A key part of the curriculum is moral education. Muoy and her teachers, many of them foreign volunteers, urge the children to value ethical behavior as its own reward.
"Be gentle and nice, Samreth!" Muoy chides a lively 4-year-old when she sees him scuffling with a little girl on the school's shady, well-equipped playground.
"She pushed me first!" Samreth insists.
"Shouldn't you be a gentleman and not push back?" Muoy tells him. The boy agrees, then scampers back to play.
Samreth studies at Seametrey with his older sister. His grandmother, who sells sugar-cane juice and helps out at the school, gave birth to the children's mother the very same day in April 1975 that the Khmer Rouge set about driving the entire population of Phnom Penh into the countryside to become slave laborers.
During the ultra-Maoist movement's brutal four-year rule that followed, teachers and intellectuals were systematically eliminated in a policy that would tear apart the moral fabric of the society.

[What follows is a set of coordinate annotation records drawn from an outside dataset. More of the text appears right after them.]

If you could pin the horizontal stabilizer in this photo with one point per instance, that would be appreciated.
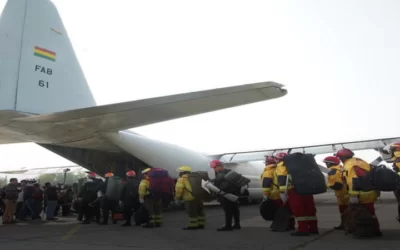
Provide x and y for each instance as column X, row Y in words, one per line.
column 132, row 114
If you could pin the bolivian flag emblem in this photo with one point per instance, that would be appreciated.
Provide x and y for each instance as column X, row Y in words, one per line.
column 44, row 53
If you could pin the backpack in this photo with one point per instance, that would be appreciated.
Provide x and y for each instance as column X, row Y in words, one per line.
column 195, row 182
column 358, row 222
column 235, row 180
column 385, row 179
column 306, row 175
column 161, row 185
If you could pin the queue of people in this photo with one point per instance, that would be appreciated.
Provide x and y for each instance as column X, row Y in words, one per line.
column 28, row 200
column 343, row 177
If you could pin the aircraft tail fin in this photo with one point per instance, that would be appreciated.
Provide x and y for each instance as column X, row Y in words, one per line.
column 39, row 71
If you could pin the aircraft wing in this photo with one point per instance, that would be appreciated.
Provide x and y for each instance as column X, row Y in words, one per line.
column 71, row 128
column 241, row 157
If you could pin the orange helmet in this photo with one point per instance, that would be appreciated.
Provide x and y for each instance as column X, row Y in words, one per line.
column 130, row 173
column 215, row 163
column 92, row 175
column 270, row 159
column 332, row 160
column 109, row 174
column 279, row 156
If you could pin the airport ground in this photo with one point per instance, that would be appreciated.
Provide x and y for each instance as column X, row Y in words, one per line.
column 69, row 234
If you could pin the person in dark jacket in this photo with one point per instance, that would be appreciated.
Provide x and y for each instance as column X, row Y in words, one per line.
column 11, row 196
column 50, row 200
column 108, row 204
column 130, row 197
column 89, row 197
column 231, row 209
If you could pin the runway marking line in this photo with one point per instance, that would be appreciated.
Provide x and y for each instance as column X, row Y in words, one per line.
column 71, row 232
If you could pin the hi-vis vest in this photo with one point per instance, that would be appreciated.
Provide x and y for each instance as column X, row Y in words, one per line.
column 183, row 189
column 270, row 184
column 281, row 172
column 353, row 182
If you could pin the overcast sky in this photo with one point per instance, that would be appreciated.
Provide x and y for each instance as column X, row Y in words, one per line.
column 338, row 59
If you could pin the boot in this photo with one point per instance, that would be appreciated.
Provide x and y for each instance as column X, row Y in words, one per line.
column 149, row 225
column 297, row 233
column 237, row 226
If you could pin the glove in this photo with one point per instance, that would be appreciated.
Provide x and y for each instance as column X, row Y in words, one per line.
column 283, row 197
column 354, row 200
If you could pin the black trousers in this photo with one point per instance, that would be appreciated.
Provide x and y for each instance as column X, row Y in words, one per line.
column 129, row 206
column 109, row 205
column 232, row 211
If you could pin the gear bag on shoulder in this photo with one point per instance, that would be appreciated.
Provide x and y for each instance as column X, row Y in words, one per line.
column 385, row 179
column 306, row 175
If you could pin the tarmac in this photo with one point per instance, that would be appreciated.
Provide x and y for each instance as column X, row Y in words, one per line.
column 67, row 233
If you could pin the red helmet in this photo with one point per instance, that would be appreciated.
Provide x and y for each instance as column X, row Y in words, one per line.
column 270, row 159
column 215, row 163
column 344, row 153
column 92, row 175
column 332, row 159
column 279, row 156
column 131, row 173
column 395, row 146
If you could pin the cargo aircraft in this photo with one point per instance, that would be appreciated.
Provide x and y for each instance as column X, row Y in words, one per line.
column 45, row 99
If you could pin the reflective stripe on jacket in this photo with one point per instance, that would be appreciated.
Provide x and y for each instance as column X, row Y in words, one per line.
column 144, row 188
column 353, row 182
column 183, row 189
column 270, row 184
column 282, row 174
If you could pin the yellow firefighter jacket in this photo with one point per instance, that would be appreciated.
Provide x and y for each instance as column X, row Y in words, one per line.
column 353, row 181
column 270, row 184
column 183, row 189
column 336, row 182
column 144, row 187
column 281, row 172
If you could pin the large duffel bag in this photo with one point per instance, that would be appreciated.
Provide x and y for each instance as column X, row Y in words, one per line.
column 306, row 176
column 385, row 179
column 236, row 179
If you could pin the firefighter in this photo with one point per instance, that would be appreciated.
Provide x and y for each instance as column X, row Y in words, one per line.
column 89, row 196
column 353, row 168
column 336, row 182
column 194, row 206
column 231, row 209
column 152, row 204
column 394, row 151
column 270, row 186
column 302, row 206
column 129, row 197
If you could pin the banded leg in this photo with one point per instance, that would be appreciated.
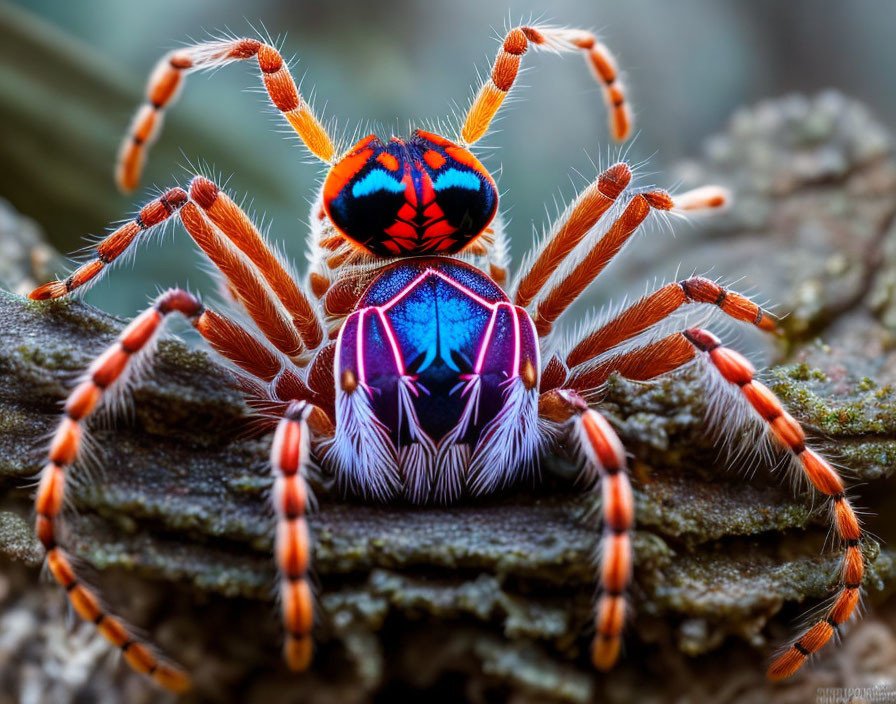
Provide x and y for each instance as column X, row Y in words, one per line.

Cambodia still hasn't recovered.
"Seametrey is a visionary project [aimed at] regenerating Cambodians' self-respect and integrity," says Elia Van Tuyl, a retired businessman in Palo Alto, Calif., who runs the Friends of Cambodia charity. "It seeks to attack poverty by addressing its psychological, educational, and cultural roots."
After just two years at Seametrey, young Samreth now speaks fluent English. "He's a bright boy with leadership and oratory skills remarkable for his age," Muoy says.
"I'm very happy for my grandchildren," says Tes Kamsan, the boy's grandmother. "They'll have a much better life than their mother and I had."
Muoy is certain of that. She points to a flowery vine in her garden. From its pot the plant has climbed all the way up to her fourth-floor balcony.
"That is my analogy for education," she explains. "Place children in fertile soil, and they'll blossom and flourish!"